Biography of Hitler's foreign minister published in Persian

November 22, 2024 - 19:32

TEHRAN-The Persian translation of the book “Ribbentrop” by Michael Bloch has been released in the bookstores across Iran.f

Saless Publication has brought out the book in 598 pages with a translation by Mohammad Javadi, ISNA reported.

Penned by one of the pre-eminent writers of his generation, the book focuses on the life of Joachim von Ribbentrop, Hitler's Foreign Minister from 1938 until the end of the Third Reich. At the heart of German power during the war, this strange, sinister, and intriguing character was violently anti-British, and he encouraged Hitler in a policy that led to war with Great Britain. His grandiose attempts at alliance-building produced a disastrous military coalition with Italy and Japan and the infamous Pact with the Soviet Union. It was a career that would end on the gallows at Nuremberg, where he headed the death procession.

Written with verve, pace, and the subtle intelligence of a world-class biographer, Bloch's universally praised book vividly portrays this bizarre and historically neglected figure.

Joachim von Ribbentrop (1893-1946) first came to Adolf Hitler's notice as a well-traveled businessman with more knowledge of the outside world than most senior Nazis and as a perceived authority on foreign affairs. He offered his house Schloss Fuschl for the secret meetings in January 1933 that resulted in Hitler's appointment as Chancellor of Germany. He became a close confidant of Hitler, to the dismay of some party members, who thought him superficial and lacking in talent. He was appointed ambassador to the Court of St James's, the royal court of the United Kingdom, in 1936 and then Foreign Minister of Germany in February 1938.

Before World War II, he played a key role in brokering the Pact of Steel (an alliance with Fascist Italy) and the Molotov–Ribbentrop Pact (the Nazi-Soviet non-aggression pact). He favored retaining good relations with the Soviets, opposing the invasion of the Soviet Union. In late 1941, due to American aid to Britain and the increasingly frequent “incidents” in the North Atlantic between U-boats and American warships guarding convoys to Britain, Ribbentrop worked for the failure of the Japanese-American talks in Washington and for Japan to attack the United States. He did his utmost to support a declaration of war on the United States after the attack on Pearl Harbor. From 1941 onwards, Ribbentrop's influence declined.

Arrested in June 1945, Ribbentrop was convicted and sentenced to death at the Nuremberg trials for his role in starting World War II in Europe and enabling the Holocaust. On October 16, 1946, he became the first of the Nuremberg defendants to be executed by hanging.

Michael Bloch, 71, is an author and historian.
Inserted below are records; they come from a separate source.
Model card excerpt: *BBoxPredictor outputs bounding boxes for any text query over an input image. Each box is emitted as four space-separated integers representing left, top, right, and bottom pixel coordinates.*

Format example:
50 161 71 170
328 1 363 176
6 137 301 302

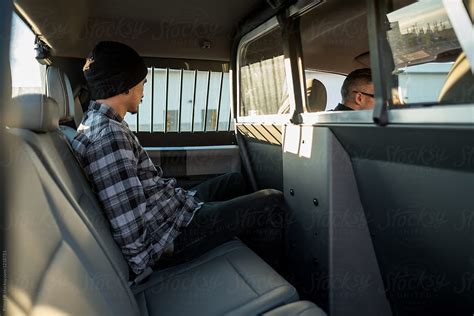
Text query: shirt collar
89 100 123 123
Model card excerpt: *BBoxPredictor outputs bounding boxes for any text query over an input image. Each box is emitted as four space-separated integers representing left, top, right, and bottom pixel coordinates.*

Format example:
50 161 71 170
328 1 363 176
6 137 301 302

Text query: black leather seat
7 95 306 315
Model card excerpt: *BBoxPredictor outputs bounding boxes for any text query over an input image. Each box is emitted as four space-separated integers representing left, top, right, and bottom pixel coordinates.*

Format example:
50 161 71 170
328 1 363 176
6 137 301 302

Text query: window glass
299 1 374 112
10 13 46 97
125 68 232 132
386 0 474 105
240 28 290 116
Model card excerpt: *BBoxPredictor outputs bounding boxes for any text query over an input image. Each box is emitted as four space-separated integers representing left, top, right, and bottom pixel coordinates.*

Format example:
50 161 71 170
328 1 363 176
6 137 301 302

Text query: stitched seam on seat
296 306 313 316
133 244 243 294
224 285 296 314
30 239 64 312
143 293 150 315
224 256 260 296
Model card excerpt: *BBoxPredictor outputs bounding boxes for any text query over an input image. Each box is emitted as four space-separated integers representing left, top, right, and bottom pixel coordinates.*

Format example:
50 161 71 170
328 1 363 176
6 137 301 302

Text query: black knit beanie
83 41 148 100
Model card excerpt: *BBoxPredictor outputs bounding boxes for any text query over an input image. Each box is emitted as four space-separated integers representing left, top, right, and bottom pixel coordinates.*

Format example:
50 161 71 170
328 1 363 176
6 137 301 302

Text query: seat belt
128 267 153 287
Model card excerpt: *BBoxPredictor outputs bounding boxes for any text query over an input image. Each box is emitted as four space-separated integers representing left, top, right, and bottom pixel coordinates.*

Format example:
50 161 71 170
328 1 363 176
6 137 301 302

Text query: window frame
234 16 295 124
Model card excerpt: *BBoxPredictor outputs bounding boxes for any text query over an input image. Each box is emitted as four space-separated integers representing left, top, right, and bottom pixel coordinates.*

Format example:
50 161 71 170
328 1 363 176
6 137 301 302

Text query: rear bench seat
7 95 321 315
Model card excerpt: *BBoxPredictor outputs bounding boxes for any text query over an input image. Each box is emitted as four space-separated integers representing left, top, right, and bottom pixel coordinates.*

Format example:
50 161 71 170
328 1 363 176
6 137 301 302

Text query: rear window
239 27 290 116
125 67 233 132
10 13 46 97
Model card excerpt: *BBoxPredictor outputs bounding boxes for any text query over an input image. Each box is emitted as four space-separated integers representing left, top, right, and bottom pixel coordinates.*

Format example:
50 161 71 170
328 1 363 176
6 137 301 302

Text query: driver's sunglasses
352 90 375 98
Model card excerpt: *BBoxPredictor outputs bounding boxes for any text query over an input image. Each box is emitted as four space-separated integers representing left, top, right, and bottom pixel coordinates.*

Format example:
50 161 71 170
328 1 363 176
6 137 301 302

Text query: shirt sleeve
80 128 149 259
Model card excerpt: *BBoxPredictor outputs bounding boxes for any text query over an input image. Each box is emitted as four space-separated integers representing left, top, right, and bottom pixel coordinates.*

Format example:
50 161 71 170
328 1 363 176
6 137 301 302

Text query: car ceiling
16 0 266 60
16 0 369 73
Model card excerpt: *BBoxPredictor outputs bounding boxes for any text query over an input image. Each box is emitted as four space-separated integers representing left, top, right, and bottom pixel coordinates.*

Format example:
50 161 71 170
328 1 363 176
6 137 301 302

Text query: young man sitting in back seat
72 42 285 275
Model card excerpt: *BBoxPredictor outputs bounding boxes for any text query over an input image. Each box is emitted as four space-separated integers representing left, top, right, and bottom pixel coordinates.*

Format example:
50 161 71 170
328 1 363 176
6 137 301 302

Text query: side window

Educated at Portadown College and St John's College, Cambridge, he was called to the bar by the Inner Temple in 1978 and in 1979 became an assistant to Maître Suzanne Blum, the Parisian lawyer of the Duke and Duchess of Windsor.

Bloch's books include several about the Duke and Duchess, an authorized biography of James Lees-Milne, a study of the Liberal leader Jeremy Thorpe, and a biography of Frederick Matthias Alexander, founder of the Alexander Technique.